ASPCC Ratings
Kristo S. Miettinen
|
|
Overview of the rating system
The rating system implemented for ASPCC is Arpad Elo’s system with a fixed weight per game and logistic scoring expectation function. For games played between players with established ratings, this means essentially that the game is a wager for 32 rating points, with each player contributing a portion of the 32 points to the “pot” in proportion to their odds of winning (estimated from previous ratings). The 32 points then go to the winner (minus the winner’s contribution to the pot), while the loser loses their contribution to the pot. In the event of a draw, each player gets 16 points, minus their contribution to the pot. The contributions are taken out at the same time as the game is rated, i.e. there is no “pay now, win later” delay in adjusting ratings. The scoring expectation function and the contribution to the 32-point pot can be computed for each player form the following formula:
Expected score =
1/(1+exp[(his_rating-my_rating) /166.2])
Contribution = 32*expected score
The expression “exp” represents the exponentiation function, available in Excel with that name, or on any scientific calculator with the key labeled “ex”.

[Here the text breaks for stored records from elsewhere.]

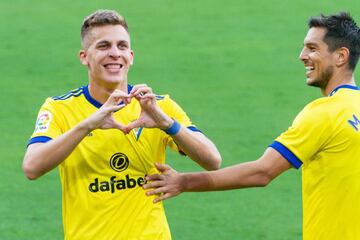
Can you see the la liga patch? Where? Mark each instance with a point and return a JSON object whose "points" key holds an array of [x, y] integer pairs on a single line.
{"points": [[43, 121]]}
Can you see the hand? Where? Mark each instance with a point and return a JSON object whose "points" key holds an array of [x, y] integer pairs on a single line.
{"points": [[151, 115], [167, 184], [103, 118]]}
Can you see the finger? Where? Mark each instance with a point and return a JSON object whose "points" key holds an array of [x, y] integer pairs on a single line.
{"points": [[116, 97], [156, 191], [141, 90], [154, 184], [154, 177], [134, 124], [146, 96], [120, 127], [162, 167], [136, 87], [162, 197], [115, 108]]}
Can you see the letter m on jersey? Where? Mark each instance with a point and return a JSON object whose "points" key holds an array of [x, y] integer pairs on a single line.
{"points": [[354, 122]]}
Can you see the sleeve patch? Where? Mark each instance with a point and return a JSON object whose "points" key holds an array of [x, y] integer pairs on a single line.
{"points": [[43, 122]]}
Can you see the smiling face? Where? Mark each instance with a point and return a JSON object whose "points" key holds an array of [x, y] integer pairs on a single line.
{"points": [[318, 60], [107, 54]]}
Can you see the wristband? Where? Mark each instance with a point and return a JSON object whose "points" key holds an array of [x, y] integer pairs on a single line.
{"points": [[174, 129]]}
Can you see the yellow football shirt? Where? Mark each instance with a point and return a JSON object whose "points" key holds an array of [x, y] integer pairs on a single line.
{"points": [[101, 179], [325, 140]]}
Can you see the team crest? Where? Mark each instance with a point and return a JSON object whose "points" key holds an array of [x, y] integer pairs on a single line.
{"points": [[43, 121]]}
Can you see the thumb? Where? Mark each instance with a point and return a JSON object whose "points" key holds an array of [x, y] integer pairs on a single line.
{"points": [[135, 124], [162, 167]]}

To take an example, suppose that player A has a rating of 1450, and player B has a rating of 1320, and they play a game. What happens in each of the three cases (win/lose/draw)?
First, nothing happens until the game ends. So, if the ratings of the two players change during the course of the game because of other games finishing, then it is the most recent ratings that count. In the case of ASPCC games, all results published in any one issue of King’s Korner are rated simultaneously, using as the “previous” rating the rating list published in that same issue. For instance, the ratings list published here in KK266 is based on the formulae above, applied to each game reported by a TS in KK265, and using the ratings list in KK265 for the ratings in the formulae (“his_rating” and “my_rating”).
So, to make the example concrete, let’s stipulate that the ratings for player A and player B in the example were published in KK265, and so was the result of their game, and neither player A nor player B had any other results published in KK265.
Then, we can calculate the expected result of their game: player A’s expected score is 0.686, while player B’s expected score is 0.314. Each player contributes rating points to the wager in these proportions, so player A contributes 22 points, while player B contributes 10 points (for a total of 32 points).
If Player A wins, he gains 32 minus 22 points, or 10 points, and has a new rating of 1460, while player B loses 10 points and has a new rating of 1310. On the other hand, if player B wins then he gains 32 minus 10 points, or 22 points, and has a new rating of 1342, while player A loses 22 points and has a new rating of 1428.
If the game is drawn, then player A “gains” 16 minus 22 points, i.e. he loses 6 points, and his new rating is 1444, while player B gains 16 minus 10 points, or 6 points, and has a new rating of 1326.
If, as it usually happens, a player has many results in the same issue of King’s Korner, then the gains and losses are all computed based on the previous ratings, and then all gains and losses are combined into one for the rating change from one list to the next.
In situations where a player is provisionally rated, the rating adjustment is handled differently. The games of provisionally rated players are held in a storage file until they achieve 10 results against players with established ratings. At that time, a pseudorating (for purposes of the formulae only) is assigned based on their score in those 10 games and the ratings of their opponents, and then those 10 games are rated using the formulae above in the ordinary way.
Thus, the first rating published for a player is neither their provisional rating assigned for tournament qualification purposes (which is never used in the rating system), nor their pseudorating based on a self-consistency calculation for their 10-game performance and their opponents’ ratings, but rather it is the result of updating the pseudorating using the ordinary ratings update formulae and the 10 (or more) games that have been held for their initial rating.